Common spotted orchids (Dactylorhiza fuchsii) are abundant. Very robust and pleasing to the eye, they grace the grassland with their intricately patterned labella.

After lunch I direct Rosemary to another BBOWT reserve, Hartslock, which sits on a very steep hillside near Gatehampton, just south of Goring.

There is a substantial climb to gain the crest. On our ascent we meet a beautiful columbine (Aquilegia vulgaris) with resplendent rose-tinted flowers. I’m hoping to show Rosemary the monkey orchids (Orchis simia) that grow here and the hybrids with the lady orchid (Orchis purpurata). Unfortunately, they have already flowered and gone over.

I don’t know quite why but so many of these charming plants seem to be flowering earlier than usual. Is it down to climate change?

Still, this is a lovely place and at the dizzy summit we are awarded splendid views over the famous Goring Gap and River Thames. Chalk milkwort (Polygala calcarea) with its bright blue, small flowers lie at our feet, bird’s-foot-trefoil abounds.

Church Farm with its church looks like something out of a film set. Why is there a church — was this once a village? At the base of the reserve we find a huge carpet of yellow-rattle (Rhinanthus minor), a semi-parasitic plant, among the wonderfully swaying grassland, caressed by a breeze. When the seeds ripen they rattle in large fruit capsules, hence the name.

Tall red clover is mobbed by bees. Common spotted and pyramidal orchids grow in profusion, varying in colour from rich purple to light pink.

Oxeye daisies thrive, stout species of thistles will soon be in flower and perforate St John’s-wort is bursting into yellow flower. The scent of wild marjoram, a wonderful herb that is ubiquitous here, is constant. Insects of every description fly, crawl or flutter. This is a wonderful place.

As we leave the reserve, we size up the landscape. It is dramatic with its rolling hills. Much of the rising land between Gatehampton Manor and Upper Gatehampton Farm is now “open access”, running mainly to grassland. Within there are inviting, small copses at about the 100m mark. This land demands a visit soon.

As we return to our car, buckthorn and elder line our path. Greater burdock with huge leaves and nipplewort with small yellow flowers bejewel the side of the lane. Across the river Lardon Chase beckons atop the opposing hillside. Can we fit all this in? Yes, we can and will.

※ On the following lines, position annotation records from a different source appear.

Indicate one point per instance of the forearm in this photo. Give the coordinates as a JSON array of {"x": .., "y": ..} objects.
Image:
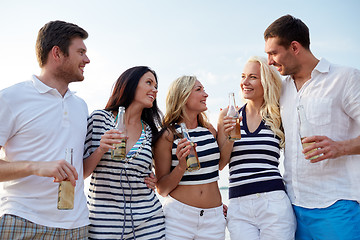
[
  {"x": 225, "y": 153},
  {"x": 14, "y": 170},
  {"x": 92, "y": 161},
  {"x": 168, "y": 183},
  {"x": 351, "y": 146}
]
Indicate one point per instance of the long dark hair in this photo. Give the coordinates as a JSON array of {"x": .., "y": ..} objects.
[{"x": 123, "y": 94}]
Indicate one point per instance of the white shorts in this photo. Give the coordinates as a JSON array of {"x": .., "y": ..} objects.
[
  {"x": 261, "y": 216},
  {"x": 186, "y": 222}
]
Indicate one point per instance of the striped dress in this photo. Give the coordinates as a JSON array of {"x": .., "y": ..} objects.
[
  {"x": 121, "y": 206},
  {"x": 208, "y": 153},
  {"x": 254, "y": 161}
]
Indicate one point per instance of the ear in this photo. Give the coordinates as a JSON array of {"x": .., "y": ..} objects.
[
  {"x": 56, "y": 53},
  {"x": 295, "y": 46}
]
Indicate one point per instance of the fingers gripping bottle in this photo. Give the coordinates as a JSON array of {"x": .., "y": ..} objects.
[
  {"x": 66, "y": 189},
  {"x": 305, "y": 129},
  {"x": 119, "y": 153},
  {"x": 192, "y": 160},
  {"x": 235, "y": 134}
]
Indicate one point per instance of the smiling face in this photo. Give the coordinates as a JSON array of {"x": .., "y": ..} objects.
[
  {"x": 146, "y": 90},
  {"x": 72, "y": 66},
  {"x": 280, "y": 57},
  {"x": 197, "y": 99},
  {"x": 250, "y": 84}
]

A lasting impression from today is how clever the natural world is. Adaptations to soil and slope, the interactions between plants, insects, mammals and birds, the jostling for position and sunlight.

Wow, what a day. We head home. Time for supper and an early night we think and then, what may tomorrow hold?

We’ll be back to sit at the top of Hartslock when there is a full moon on a midsummer evening. We can’t wait.